If a new manager were to change the terms and conditions, they would run the risk of you deserting to another lender.
"The mortgage managers have no other source of income other than the fee they charge for administering that loan. If they lose you as a customer, they lose that income" he says.
Even if they tried, the provider of the money - the securitiser or bank that originally provided the funds for the home loan - would prevent it. The bank or securitiser usually has the final say as to how the contract can be varied, and their desire is to see the flow of repayments continue. "They would be more likely to replace the manager than allow changes," says Rankin.
However, there is no rock solid guarantee that you are safe from changes in terms and conditions, he admits.
If the terms are varied, and provided it can be argued the changes are arbitrary and unconscionable, there are several avenues of recourse open to the borrower, says Jon Denovan.
First up, you can refer the matter to the internal complaints resolution mechanisms of the lender. If this fails, you can take the case to the relevant industry association - in the case of mortgage managers this means the Mortgage Industry Association of Australia (MIAA); in the case of banks, it's the Banking Ombudsman. Failing this, the next step is the Consumer Claims Tribunal.
Otherwise the best option may be to simply refinance the loan.
These days, under the credit code, there are no exit penalties allowed for exiting from a variable rate loan, says Bill Rankin.

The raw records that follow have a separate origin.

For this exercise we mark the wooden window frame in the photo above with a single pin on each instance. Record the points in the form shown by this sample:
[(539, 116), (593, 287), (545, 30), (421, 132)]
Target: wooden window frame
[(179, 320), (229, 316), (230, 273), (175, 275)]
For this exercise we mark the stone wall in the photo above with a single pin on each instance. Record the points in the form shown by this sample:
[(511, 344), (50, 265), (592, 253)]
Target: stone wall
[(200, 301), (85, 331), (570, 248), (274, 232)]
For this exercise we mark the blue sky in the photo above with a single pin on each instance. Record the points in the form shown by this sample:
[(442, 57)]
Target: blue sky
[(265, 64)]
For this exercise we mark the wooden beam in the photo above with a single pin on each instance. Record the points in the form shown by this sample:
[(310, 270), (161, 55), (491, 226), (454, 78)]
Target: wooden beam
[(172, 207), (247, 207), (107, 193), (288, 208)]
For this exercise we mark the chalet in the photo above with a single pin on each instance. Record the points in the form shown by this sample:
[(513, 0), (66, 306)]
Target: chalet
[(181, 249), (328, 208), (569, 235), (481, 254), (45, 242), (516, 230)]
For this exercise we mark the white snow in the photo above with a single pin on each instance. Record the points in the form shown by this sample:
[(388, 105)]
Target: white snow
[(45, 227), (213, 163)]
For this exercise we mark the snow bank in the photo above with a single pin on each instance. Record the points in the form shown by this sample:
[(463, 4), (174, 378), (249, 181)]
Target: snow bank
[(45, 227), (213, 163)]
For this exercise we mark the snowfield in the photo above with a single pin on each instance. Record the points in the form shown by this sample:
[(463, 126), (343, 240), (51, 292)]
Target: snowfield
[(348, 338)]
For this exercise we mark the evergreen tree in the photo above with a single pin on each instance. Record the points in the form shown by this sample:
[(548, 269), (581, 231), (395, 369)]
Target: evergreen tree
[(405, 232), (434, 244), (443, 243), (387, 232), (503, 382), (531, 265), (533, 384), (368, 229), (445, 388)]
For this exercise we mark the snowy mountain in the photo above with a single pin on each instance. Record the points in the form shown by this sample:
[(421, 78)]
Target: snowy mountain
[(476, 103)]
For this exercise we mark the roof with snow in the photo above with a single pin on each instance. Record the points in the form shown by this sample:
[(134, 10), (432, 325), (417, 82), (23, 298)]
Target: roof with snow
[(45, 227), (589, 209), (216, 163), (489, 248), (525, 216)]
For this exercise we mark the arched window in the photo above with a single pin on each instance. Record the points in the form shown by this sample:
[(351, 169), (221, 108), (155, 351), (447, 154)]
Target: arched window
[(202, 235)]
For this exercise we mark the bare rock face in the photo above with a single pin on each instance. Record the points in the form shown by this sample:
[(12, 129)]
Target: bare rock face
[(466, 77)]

Moreover, most lenders these days will usually waive establishment fees as an incentive for you to refinance with them.
So refinancing is simple, quick and costs nothing, Rankin says.
There are penalties in refinancing out of a fixed rate loan. But as the fixed rate can't be altered by the new manager, there may be less of a pressing need to refinance anyway, says Rankin.
So on the whole, home loan borrowers have nothing to fear from the changes in the industry, he says.
Some banks may try to convince borrowers the mortgage managers are less safe now because of the changes. But in fact the banks are in a similar situation, with mergers and rationalisations taking place, says Denovan.
"If you have a home loan with Advance, by May next year you'll have the same loan with St George. How do you know the year after it's not going to be with NAB or Westpac?"
He says these days there is little difference between that offered by mortgage managers and banks - increasingly they are obtaining their funds from the same sources. Whether a particular product on offer best suits your needs is more important than the category of lender, he says.
But Bill Rankin concedes that for some people the prospect of a sudden transfer of their loan from one mortgage manager to another might be unsettling. In this case, it may tip the choice in favour of a home loan from a bank.